Hoje é dia do meu 60º aniversário. Estou velho. De ontem
para hoje nenhuma mudança mas de repente os sessenta em cima das minhas peles e
as minhas rugas aprofundaram-se nos sssssssss feito cobra na pele. A minha cara
com duas cobras pequenas debaixo dos olhos. Liguei a televisão para me atazanar
o cérebro enquanto varro a casa porque vivo sozinho, nunca decidi casar, estava
à espera que aparecesse aquela pessoa, qualquer definição mais precisa não é
encontrada, ninguém me avisou que o amor bastava, que talvez casar por
dinheiro, sexo, medo de solidão bastava. Tendo tendência a agarrar-me a
idealismos, esperei sempre pela exclusividade, por desejar a exclusividade como
se me fosse intrínseca, o que falhou e agora encontro nos ssssssessenta anos de
idade sozinho numa casa poeirenta com meia dúzia de livros e uma televisão que
me abafa as obsessões com vozes histéricas em programas matinais que
sucessivamente me aproximam da caçadeira atrás da porta do quarto.
Abro a porta de casa e sento-me como ontem e hoje e amanhã
no alpendre da casa. Às onze horas passará a Filomena com o seu ramo de flores
para enfeitar a campa dos pais. Quando éramos crianças dava a mão à Filomena na
escola e arrebitava-lhe a saia. Entretanto a Filomena ganhou uns caroços que
germinaram e me incomodavam porque o pénis subitamente erecto era embaraçoso, então
restringia-me a observá-la nos seus vestidos primaveris e o seu cabelo loiro
pousado nos ombros a encaixotar o rosto pálido onde quis dar beijos contínuos até
enrubescer. E, no entanto, a minha timidez cessava com as tentativas patéticas das
companheiras de carteira que me atiçavam com pedidos de beijos aos quais acedia
sempre com fingido desinteresse. Via-me impedido de rejeitar pedidos femininos,
normas de etiqueta provavelmente aprendidas com o meu pai que nos intervalos
dos jogos de futebol aproveitava a minha mãe distraída e enfiava-se nos quartos
das vizinhas que se riam porque o sexo adúltero deve fazer cócegas na consciência.

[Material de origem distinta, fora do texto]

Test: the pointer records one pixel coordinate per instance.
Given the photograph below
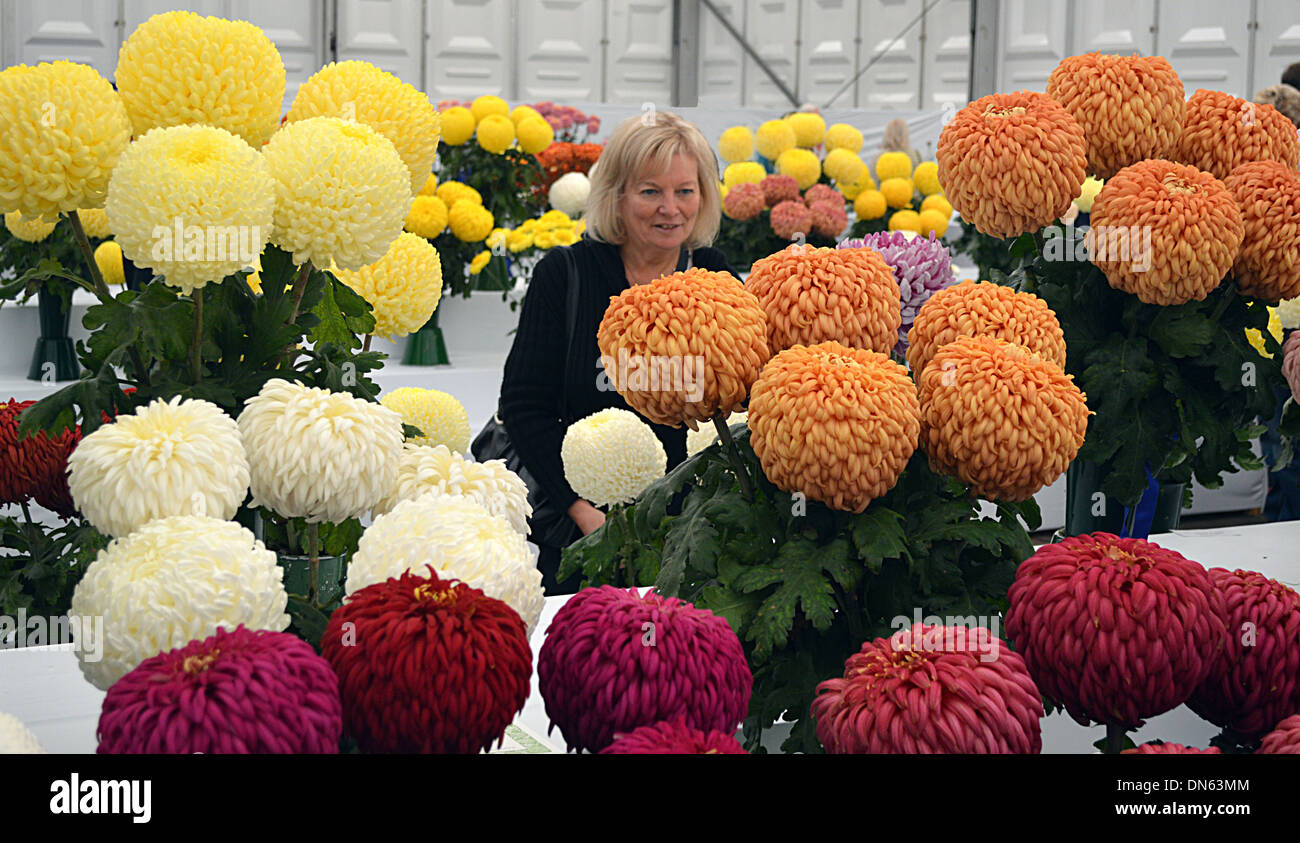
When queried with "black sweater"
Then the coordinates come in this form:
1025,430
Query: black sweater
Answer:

A única vez em que beijei a Filomena fi-lo por imposição dos colegas que
estranhando o meu afastamento me insultavam com palavras de amor e, como
adolescente que se preze não ama, agucei-me de coragem e finalmente calei os
rumores. A boca sabia a mel. A mãe da Filomena todos os dias barrava pães com
mel que eu agora provava nos lábios dela.
São onze horas. Espero que a Filomena me dirija o bom dia
severo e se encaminhe para o cemitério. Suspeito que estranha a minha presença
semanal à mesma hora no alpendre. A Filomena já não tem cabelos loiros nem
poderia arregaçar-lhe as saias nem os vestidos primaveris. Casou com o dono do
talho da freguesia, por isso carne em casa não deverá faltar. Os filhos não são
bonitos e os netos gritam e fazem birras. Podia ter casado com a Filomena mas
depois já não precisava da televisão para me espantar o silêncio e eu gosto que
as vozes estridentes dos apresentadores dos programas da manhã me ateiem a vontade
de alcançar a caçadeira atrás da porta do quarto.